Are you filled with rage at certain times of the month? You’re not alone.
While mood swings are a common symptom of menstruation and perimenopause, for some women they can become severe and problematic. For sufferers (and their families) it’s helpful to know why it happens and what you can do about it.
The word ‘rage’ is often used when speaking about hormones – and for many women, this is an apt choice of expression for how they feel at certain points in their cycles. Here’s three common reasons for these feelings, and a few solutions to consider if your mood swings have swung into the stratosphere.
Most human beings are altered by the fluctuation of hormones but, for some, the extent to which they are affected can cause serious problems. This can be the case for women going through perimenopause, when a drop in estrogen can also mean a drop in serotonin, the happy-making chemical that helps regulate your moods.
Aside from feeling depressed, women may also experience trouble sleeping and hot flashes at this time of their lives, which adds to the problem. While it might make you difficult to live with, there is little wonder perimenopausal women don’t cope so well with life’s challenges! However, if your head is in a territory that feels dangerous, there is help out there in the form of Menopausal Hormone Therapy or the IUD, which can help regulate hormones, leaving you on a more even keel.
It’s estimated that up to 80% of women experience PMS in their reproductive years. Usually suffered in the week leading up to your period, PMS can cause a host of symptoms from mood swings and food cravings to sleep problems and a general sense of being down in the dumps. Because the body is affected as well as the mind, there can be a sense of being out of control that throws us off our usual pleasantries.
If you suffer from PMS, there are some lifestyle changes that can help reduce symptoms and make them easier to deal with. The good news is, these are all changes that can help in many areas of life.
- Increasing protein and carbohydrates in the diet, while decreasing sugar, salt, caffeine and alcohol can help with bloating, lack of energy and digestive issues.
- Regular exercise will often help with cramps and regulate mood.
- Stress management in the form of meditation, breathing exercises or yoga can make a huge difference to the length of your fuse in challenging situations.
- A creative outlet can also impact your mood, giving you a place to express your feelings.
Premenstrual Dysphoric Disorder
Symptoms appear in the week before menstruation and usually end within a few days after periods begin.
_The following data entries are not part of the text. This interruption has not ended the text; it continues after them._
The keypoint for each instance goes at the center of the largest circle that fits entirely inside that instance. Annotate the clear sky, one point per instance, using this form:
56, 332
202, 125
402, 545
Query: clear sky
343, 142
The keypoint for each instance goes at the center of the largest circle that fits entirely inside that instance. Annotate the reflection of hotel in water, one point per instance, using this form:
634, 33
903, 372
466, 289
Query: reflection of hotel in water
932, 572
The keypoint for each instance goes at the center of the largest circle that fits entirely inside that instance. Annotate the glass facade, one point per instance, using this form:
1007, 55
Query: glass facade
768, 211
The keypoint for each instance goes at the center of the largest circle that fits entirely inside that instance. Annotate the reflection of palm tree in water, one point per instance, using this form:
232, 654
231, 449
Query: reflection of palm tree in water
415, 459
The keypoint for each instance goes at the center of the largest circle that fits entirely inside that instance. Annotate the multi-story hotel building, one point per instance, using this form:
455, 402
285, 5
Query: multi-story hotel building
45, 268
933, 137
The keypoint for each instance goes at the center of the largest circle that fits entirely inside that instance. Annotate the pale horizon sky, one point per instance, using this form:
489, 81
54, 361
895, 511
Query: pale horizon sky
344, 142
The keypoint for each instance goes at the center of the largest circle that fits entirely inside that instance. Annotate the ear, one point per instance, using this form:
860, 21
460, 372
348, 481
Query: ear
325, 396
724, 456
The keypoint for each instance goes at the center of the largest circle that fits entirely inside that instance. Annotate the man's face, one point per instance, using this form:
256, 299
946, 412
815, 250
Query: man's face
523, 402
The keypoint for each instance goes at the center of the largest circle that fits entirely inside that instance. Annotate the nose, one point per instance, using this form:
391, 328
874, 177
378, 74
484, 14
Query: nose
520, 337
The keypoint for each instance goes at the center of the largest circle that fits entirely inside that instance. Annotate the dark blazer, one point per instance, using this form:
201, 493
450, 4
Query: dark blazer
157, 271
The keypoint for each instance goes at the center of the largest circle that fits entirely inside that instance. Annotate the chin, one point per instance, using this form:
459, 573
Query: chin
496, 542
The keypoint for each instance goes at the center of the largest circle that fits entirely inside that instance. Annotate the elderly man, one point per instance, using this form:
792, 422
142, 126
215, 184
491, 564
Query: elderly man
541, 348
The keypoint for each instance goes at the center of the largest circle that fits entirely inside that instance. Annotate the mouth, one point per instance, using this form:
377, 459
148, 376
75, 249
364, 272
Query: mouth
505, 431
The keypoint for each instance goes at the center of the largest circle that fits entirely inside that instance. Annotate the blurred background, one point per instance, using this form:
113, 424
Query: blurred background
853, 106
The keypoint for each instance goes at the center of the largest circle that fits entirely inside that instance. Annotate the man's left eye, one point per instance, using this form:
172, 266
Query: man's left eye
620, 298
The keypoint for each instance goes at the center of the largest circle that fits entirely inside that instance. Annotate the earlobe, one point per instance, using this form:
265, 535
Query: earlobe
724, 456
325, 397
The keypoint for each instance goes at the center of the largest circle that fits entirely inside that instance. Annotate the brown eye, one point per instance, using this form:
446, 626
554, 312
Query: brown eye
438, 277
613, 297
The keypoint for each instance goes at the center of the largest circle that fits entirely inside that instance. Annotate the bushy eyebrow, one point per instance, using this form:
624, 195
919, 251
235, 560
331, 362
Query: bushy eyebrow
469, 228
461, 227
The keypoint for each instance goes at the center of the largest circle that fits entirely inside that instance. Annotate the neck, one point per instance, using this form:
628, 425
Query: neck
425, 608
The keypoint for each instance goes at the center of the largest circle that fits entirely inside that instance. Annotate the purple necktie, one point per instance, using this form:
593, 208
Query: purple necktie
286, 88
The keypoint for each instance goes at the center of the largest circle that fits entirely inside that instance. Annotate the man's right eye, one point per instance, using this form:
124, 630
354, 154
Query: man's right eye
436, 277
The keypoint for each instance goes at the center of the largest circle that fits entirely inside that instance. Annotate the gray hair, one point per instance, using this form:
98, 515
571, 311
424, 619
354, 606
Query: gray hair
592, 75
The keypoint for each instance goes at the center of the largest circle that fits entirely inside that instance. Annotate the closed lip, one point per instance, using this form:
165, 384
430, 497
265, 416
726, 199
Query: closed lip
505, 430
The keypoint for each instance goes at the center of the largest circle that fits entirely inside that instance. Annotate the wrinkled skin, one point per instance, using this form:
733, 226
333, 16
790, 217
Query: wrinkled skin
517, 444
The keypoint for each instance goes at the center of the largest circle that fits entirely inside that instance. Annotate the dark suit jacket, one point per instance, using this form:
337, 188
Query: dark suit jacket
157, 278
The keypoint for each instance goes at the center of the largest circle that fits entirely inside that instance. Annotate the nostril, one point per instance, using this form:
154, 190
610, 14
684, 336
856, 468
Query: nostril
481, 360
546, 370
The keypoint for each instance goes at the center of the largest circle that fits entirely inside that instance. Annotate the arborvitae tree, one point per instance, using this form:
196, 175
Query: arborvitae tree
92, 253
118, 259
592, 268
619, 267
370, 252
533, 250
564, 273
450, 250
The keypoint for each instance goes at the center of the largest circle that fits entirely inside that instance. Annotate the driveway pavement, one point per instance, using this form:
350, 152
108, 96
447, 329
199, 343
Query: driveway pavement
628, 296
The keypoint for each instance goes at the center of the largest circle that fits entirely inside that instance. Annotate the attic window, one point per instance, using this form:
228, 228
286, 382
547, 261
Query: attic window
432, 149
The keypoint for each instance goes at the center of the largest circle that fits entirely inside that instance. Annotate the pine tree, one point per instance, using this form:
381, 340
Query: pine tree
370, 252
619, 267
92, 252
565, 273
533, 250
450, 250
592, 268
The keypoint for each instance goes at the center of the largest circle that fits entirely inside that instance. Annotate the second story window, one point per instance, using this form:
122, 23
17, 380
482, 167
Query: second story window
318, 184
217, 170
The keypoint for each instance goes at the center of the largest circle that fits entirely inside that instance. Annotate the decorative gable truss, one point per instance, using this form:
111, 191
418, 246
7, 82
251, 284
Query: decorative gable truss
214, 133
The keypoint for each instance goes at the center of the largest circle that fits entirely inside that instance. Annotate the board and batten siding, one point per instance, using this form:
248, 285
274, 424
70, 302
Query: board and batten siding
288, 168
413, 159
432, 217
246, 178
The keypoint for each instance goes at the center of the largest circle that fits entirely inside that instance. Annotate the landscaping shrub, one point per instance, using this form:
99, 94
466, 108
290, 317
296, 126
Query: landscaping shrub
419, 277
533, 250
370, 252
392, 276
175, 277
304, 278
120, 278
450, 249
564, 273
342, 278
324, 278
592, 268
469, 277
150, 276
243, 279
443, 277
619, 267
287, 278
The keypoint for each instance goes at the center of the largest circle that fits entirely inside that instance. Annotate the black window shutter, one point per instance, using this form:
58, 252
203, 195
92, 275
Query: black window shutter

Partners or friends may comment that a sufferer is a completely different person at these times.
If this sounds like you, it is helpful to keep track of when your symptoms begin and end and write down some notes about what happens. Even if you don’t have this information, it is still a good idea to see a doctor if your symptoms are severe and you feel you need help.
When to see a doctor
Your doctor will be able to help to put you on the path to managing your symptoms through lifestyle changes, or, if your symptoms are serious, medical treatments may be prescribed.
See a doctor if:
- Your behaviour is erratic
- You are having panic attacks
- You can’t sleep and/ or feel exhausted and/ or feel excessively sleepy
- Your relationships are suffering
- You feel apathetic, especially towards activities that you used to enjoy
- You have a sense of helplessness
- Possible treatments might include hormone therapy, vitamin supplements, anti-inflammatories, Selective serotonin reuptake inhibitors, and contraceptive pills or devices.